Les créateurs explorent de nouveaux univers musicaux, les pratiques fondatrices de Baro d’evel engageant le corps, la voix et le rythme, le travail sur la matière et la transformation des espaces, au service d’une adresse amicale et sincère au public attentif.
Cette Cachette de Baro d’evel est ouverte à tous, une boîte noire fermée posée sur la scène que les complices Blaï Mateu Trias et Nicolas Lafourest ouvrent en dévoilant les trois pans de la structure, de grands tableaux scolaires d’ardoise. Au sol, des rangées de pots divers et d’amphores, les créations évoquées du mouleur et à vendre après le spectacle, ironise Camille Decourtye.
Voilà que les artistes masculins les rangent sur les côtés pour libérer l’espace scénique tandis que la chanteuse joue de son instrument à vent, harmonium, bourdon indien ou Shruti box avec soufflet et bourdon… Un refuge d’intimité poétique ressourcée qui retrouve la beauté de la vie.
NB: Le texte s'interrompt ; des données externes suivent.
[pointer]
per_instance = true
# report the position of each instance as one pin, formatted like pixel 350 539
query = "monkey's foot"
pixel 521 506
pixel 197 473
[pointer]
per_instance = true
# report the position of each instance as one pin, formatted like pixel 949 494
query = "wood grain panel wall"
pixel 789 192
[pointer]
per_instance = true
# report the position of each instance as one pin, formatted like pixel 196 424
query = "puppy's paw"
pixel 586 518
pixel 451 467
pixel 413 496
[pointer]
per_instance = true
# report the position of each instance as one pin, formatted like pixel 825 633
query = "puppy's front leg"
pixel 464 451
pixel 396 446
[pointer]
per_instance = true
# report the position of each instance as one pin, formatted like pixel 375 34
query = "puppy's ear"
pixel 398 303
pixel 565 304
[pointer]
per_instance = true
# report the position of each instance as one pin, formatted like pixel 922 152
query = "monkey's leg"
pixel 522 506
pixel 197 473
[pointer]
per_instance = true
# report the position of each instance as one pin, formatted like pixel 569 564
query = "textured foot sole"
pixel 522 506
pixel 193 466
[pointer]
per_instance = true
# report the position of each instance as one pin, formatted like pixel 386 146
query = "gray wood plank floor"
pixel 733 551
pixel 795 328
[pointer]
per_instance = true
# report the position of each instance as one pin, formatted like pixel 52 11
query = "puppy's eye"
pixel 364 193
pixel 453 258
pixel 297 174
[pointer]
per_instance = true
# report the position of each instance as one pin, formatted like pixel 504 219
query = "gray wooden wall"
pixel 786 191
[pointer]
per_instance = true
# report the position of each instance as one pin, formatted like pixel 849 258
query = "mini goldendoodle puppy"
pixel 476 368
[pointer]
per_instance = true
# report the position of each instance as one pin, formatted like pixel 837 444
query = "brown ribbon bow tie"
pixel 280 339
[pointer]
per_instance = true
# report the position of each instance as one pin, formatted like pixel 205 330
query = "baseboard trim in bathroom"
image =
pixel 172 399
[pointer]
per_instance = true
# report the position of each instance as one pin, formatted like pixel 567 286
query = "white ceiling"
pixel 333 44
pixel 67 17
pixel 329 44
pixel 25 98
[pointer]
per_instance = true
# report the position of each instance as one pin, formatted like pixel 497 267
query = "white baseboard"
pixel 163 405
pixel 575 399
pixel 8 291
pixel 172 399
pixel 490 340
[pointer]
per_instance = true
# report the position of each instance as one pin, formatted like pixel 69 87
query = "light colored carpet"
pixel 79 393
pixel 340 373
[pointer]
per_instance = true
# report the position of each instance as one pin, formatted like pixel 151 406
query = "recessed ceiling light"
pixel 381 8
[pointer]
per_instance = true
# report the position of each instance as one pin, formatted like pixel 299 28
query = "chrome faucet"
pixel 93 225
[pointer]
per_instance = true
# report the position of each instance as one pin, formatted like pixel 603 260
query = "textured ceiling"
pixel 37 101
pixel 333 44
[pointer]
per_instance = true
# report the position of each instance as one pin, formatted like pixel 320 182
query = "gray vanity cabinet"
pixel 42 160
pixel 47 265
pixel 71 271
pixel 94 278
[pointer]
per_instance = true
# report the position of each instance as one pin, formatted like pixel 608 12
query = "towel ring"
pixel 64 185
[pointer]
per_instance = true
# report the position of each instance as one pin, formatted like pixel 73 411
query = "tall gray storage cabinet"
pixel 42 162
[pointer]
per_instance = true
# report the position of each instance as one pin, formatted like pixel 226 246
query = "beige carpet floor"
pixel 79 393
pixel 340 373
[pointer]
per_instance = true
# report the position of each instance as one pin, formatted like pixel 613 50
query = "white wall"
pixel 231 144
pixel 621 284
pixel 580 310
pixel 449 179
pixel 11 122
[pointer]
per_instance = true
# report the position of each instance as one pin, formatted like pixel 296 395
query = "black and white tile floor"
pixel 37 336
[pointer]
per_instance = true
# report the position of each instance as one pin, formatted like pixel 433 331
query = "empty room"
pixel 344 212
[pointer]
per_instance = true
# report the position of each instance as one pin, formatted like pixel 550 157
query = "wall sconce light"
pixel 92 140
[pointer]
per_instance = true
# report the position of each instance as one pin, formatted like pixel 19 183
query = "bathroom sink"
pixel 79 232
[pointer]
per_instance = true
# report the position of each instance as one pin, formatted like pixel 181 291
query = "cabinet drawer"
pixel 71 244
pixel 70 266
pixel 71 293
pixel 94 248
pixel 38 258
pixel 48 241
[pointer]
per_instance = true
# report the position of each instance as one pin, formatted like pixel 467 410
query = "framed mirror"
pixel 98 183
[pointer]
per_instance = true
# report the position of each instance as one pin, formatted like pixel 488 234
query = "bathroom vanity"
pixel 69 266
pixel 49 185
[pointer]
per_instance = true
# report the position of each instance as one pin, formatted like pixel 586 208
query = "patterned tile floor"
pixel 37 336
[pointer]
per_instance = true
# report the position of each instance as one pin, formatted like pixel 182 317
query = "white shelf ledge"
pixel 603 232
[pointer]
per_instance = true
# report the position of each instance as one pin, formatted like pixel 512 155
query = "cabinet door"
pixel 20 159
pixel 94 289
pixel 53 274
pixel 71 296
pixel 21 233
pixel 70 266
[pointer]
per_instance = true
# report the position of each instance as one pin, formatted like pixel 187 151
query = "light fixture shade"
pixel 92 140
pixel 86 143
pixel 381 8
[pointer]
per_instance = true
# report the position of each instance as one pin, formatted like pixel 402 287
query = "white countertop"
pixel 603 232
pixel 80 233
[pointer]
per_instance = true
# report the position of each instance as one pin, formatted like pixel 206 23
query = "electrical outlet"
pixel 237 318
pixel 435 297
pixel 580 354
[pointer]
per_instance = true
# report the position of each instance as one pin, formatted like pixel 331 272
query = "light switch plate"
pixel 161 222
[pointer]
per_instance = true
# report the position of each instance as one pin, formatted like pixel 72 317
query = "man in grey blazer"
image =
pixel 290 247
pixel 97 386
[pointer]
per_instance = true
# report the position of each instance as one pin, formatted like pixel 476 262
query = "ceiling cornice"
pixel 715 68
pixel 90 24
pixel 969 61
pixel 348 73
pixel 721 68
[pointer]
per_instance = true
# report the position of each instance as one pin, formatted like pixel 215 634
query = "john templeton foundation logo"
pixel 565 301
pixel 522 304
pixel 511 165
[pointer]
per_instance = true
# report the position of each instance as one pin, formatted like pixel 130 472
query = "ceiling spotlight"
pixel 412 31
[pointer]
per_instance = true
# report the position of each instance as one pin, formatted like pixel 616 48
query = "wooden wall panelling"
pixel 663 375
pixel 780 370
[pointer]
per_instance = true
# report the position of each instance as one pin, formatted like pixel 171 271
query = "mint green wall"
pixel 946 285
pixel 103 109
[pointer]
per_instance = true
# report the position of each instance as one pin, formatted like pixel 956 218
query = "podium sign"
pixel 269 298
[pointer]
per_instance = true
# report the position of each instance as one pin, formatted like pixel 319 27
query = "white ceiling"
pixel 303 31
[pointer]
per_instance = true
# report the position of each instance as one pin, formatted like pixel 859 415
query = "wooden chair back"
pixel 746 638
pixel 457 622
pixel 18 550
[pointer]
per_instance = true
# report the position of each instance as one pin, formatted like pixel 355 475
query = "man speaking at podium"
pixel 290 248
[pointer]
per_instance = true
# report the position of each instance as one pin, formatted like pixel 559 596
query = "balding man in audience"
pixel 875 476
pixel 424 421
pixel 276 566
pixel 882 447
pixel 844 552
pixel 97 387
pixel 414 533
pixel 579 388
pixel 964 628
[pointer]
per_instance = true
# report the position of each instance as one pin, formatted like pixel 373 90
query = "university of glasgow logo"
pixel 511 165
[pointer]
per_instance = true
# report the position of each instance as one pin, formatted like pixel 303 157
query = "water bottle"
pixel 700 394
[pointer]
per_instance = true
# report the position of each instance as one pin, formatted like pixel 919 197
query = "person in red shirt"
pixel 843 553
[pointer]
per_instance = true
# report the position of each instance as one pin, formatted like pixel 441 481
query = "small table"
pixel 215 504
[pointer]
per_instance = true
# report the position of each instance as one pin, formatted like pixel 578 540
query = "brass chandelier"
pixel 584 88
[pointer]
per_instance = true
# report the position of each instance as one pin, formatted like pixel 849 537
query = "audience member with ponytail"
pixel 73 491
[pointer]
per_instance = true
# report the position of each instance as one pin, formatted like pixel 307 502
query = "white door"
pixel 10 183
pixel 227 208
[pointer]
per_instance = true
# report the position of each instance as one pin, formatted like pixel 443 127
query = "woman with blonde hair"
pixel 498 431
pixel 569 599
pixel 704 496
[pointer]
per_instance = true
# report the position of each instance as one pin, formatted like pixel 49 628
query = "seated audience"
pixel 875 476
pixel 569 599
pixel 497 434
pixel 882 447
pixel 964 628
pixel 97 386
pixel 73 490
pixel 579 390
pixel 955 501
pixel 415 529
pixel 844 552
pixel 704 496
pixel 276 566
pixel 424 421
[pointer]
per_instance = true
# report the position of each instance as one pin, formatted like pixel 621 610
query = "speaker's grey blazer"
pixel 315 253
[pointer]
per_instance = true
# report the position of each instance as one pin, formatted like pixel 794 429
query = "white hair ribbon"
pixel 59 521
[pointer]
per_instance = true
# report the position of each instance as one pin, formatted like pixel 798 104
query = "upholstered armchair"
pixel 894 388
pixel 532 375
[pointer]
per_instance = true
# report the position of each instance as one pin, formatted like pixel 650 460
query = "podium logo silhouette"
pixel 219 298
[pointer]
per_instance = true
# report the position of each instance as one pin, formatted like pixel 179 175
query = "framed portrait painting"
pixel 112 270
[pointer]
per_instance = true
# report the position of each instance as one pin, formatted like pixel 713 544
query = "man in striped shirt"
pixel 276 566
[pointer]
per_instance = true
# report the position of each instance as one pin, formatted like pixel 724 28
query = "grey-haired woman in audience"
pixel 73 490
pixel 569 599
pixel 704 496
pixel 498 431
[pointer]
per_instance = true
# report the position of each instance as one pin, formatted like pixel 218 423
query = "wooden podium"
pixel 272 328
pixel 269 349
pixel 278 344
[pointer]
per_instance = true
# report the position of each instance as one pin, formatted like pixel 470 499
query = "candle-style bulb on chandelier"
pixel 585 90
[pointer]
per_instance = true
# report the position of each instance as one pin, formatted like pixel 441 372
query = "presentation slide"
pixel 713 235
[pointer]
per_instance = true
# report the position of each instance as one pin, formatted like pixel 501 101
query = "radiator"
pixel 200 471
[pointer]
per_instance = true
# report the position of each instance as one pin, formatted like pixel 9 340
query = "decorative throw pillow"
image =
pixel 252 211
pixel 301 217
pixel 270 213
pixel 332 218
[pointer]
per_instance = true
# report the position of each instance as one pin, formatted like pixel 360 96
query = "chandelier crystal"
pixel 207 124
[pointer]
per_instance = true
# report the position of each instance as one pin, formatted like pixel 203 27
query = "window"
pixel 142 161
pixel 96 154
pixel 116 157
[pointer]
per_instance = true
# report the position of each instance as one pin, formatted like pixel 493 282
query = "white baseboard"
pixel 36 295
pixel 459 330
Sous la guitare de Nicolas Lafourest, les pleurs, la déploration mélancolique, les grondements sourds ou les envols fulgurants de la voix profonde de l’interprète lumineuse, les mimiques et la gestuelle comique et loufoque du partenaire masculin, les regards émerveillés sont guidés par la concordance exacte de tous ces arts scéniques : pitrerie des artistes qui s’adonnent à un long baiser en roulant par terre. Auparavant et ensuite, ils battent la mesure de leurs pieds tapés sur le sol, en quête du rythme tonique.
Des états d’âme issus de la confrontation avec le monde qui va plutôt mal, il est vrai, en ce moment où l’on voudrait bien faire communauté malgré tout, mais où on est relégué à être soi. Telle est La Cachette à préserver où l’on puisse, dans l’urgence d’un monde précipité et chaotique, reprendre un peu de souffle et faire retour en son for intérieur. Se retrouver avec l’autre, avec qui on partage ici et là une expérience existentielle unique.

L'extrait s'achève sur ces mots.